EURUSD – Corrective Bounce Possible Before Fresh Attack on 2026 Low
EUR/USD remains under pressure on Friday, hovering near its 2026 low at 1.1410 and on track for a third consecutive daily decline. The pair continues to react negatively to the Federal Reserve’s hawkish policy stance, with Wednesday’s selloff marking its largest one-day drop since 30 July 2025 following the Fed’s decision to leave rates unchanged while maintaining a tightening bias.
Although the pair briefly approached its year-to-date low during Friday’s session, a subsequent rebound produced a long lower shadow on the daily candle, suggesting that sellers are beginning to encounter stronger resistance around this key support area.
The combination of oversold conditions and end-of-week position adjustments could encourage partial profit-taking, opening the door for a period of consolidation or a limited corrective recovery.

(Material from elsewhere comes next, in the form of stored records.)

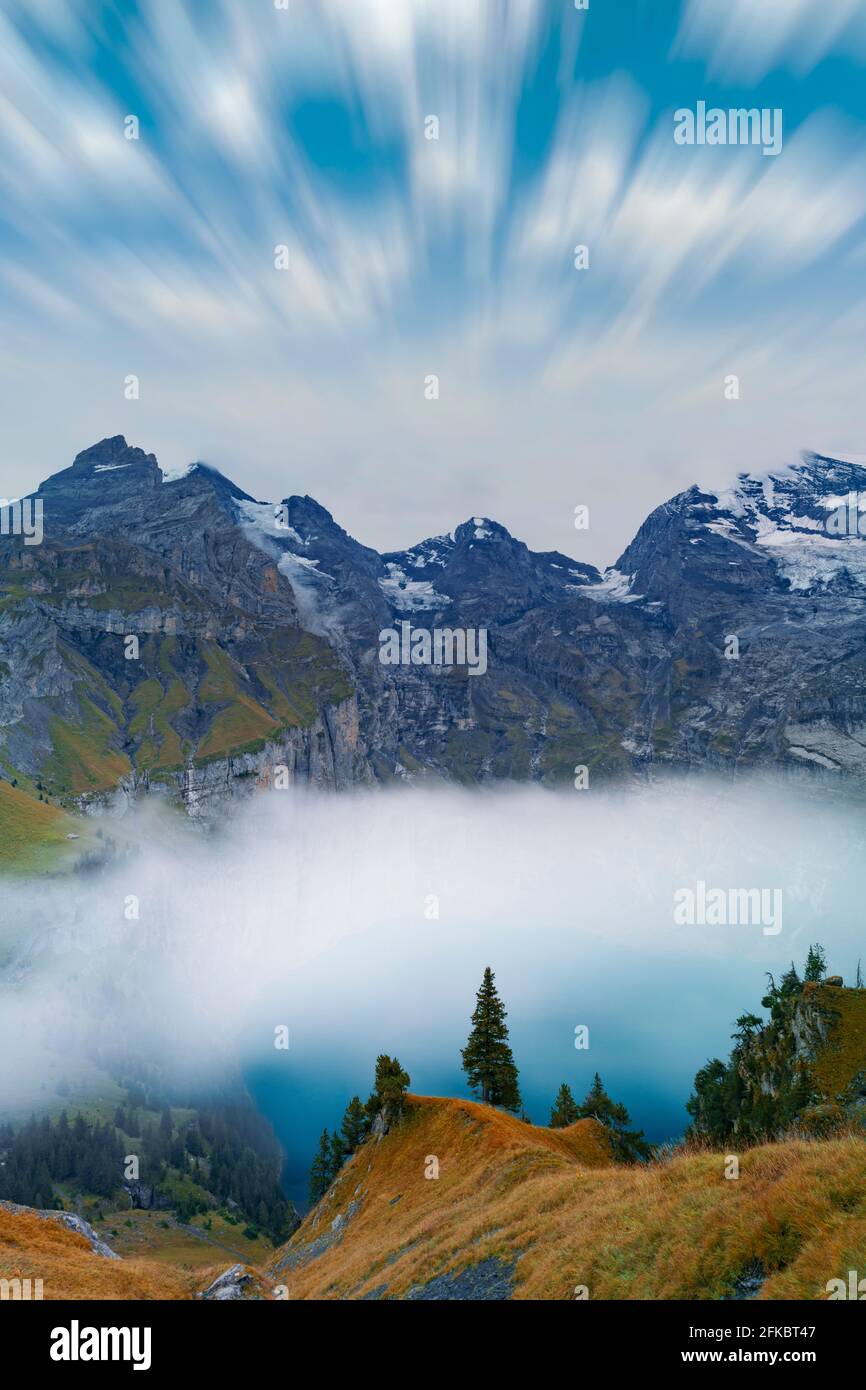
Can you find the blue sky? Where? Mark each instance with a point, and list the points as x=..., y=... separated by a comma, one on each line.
x=306, y=127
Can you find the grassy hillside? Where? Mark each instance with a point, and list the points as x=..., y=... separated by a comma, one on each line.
x=32, y=833
x=546, y=1209
x=549, y=1207
x=32, y=1247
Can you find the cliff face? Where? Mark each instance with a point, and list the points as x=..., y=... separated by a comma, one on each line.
x=805, y=1069
x=175, y=634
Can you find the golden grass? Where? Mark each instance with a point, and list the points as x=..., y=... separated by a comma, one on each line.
x=844, y=1055
x=552, y=1201
x=35, y=1247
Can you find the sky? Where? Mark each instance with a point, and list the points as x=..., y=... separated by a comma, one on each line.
x=306, y=127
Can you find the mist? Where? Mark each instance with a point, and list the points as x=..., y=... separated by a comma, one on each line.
x=362, y=923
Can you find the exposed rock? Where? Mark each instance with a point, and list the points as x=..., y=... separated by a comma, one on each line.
x=489, y=1280
x=235, y=1283
x=72, y=1222
x=259, y=640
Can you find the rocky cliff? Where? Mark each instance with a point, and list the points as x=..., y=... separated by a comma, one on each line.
x=173, y=634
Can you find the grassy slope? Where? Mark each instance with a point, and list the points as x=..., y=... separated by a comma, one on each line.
x=32, y=1247
x=32, y=833
x=844, y=1055
x=673, y=1229
x=549, y=1198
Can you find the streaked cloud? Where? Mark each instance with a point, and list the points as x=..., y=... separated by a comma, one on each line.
x=409, y=256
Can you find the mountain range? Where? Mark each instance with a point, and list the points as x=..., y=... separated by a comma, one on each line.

However, the broader technical picture remains decisively bearish. The recent bearish crossover of the 100-day and 200-day moving averages reinforces the negative outlook and suggests that any near-term stabilization may simply serve as a pause before another attempt to extend losses.
On the upside, the broken 1.1500 support zone, which previously acted as a base and psychological level, now represents initial resistance. Additional resistance is seen at the descending 10-day moving average at 1.1536, which is expected to cap corrective rallies.
A decisive break below the 1.1410 low would strengthen bearish momentum and shift focus toward 1.1355, the 38.2% Fibonacci retracement of the 1.0177–1.2082 rally. A sustained move beneath these levels would generate a strong bearish signal and expose the pair to a deeper correction of the broader January 2025–January 2026 advance.